Ken Dalgleish
- Birth name: Kenneth James Dalgleish
- Date of birth: 7 June 1931
- Place of birth: Myanmar
- Date of death: 7 April 1974 (aged 42)
- Place of death: Texas, United States
- University: Cambridge University

Rugby union career
- Position(s): Wing

Amateur team(s)
- Years: Team / Apps / (Points)
- -: Edinburgh Wanderers /  / ()
- –: Cambridge University /  / ()
- –: Panmure /  / ()

Provincial / State sides
- Years: Team / Apps / (Points)
- -: Edinburgh District /  / ()

International career
- Years: Team / Apps / (Points)
- 1951-53: Scotland / 4 / (0)

= Ken Dalgleish =

Scotland international rugby union player

Ken Dalgleish (7 June 1931 – 7 April 1974) was a Scotland international rugby union footballer, who played as a Wing.

==Rugby career==

===Amateur career===

Dalgleish played for Edinburgh Wanderers. He also played rugby for Cambridge University.

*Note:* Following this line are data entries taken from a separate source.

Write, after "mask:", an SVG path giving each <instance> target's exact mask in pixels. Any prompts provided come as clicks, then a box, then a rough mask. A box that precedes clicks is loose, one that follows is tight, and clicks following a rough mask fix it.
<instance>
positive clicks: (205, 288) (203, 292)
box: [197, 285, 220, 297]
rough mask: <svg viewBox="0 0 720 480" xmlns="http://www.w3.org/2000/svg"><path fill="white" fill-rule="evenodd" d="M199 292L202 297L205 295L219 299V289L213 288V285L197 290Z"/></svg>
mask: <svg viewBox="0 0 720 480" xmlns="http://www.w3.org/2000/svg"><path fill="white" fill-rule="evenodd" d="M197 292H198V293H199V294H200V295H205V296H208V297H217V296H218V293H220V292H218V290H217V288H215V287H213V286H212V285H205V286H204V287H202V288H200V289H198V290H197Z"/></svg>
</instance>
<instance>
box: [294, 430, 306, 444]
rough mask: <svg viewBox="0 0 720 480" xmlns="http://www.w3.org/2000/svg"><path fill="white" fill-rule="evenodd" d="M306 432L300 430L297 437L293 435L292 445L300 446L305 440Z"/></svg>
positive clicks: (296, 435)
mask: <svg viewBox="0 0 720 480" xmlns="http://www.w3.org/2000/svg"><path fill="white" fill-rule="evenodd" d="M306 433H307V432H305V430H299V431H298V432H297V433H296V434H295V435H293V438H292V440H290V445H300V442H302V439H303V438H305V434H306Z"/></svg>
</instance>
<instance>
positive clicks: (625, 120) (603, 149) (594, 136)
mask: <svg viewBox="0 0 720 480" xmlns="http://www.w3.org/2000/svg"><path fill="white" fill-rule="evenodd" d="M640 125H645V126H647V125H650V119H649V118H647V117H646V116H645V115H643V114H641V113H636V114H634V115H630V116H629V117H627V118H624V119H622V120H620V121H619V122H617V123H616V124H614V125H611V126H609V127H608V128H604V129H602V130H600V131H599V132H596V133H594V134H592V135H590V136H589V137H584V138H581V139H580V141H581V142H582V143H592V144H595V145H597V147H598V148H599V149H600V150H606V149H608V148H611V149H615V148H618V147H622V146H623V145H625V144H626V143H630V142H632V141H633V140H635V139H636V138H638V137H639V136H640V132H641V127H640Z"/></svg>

He was to later play for Panmure.

===Provincial career===

Dalgleish played for Edinburgh District in the Scottish Inter-District Championship. He played against North and Midlands and South in the 1954-55 championship.

He played against South the following season.

===International career===

He was capped for 4 times between 1951 and 1953, all 4 caps in Five Nations matches.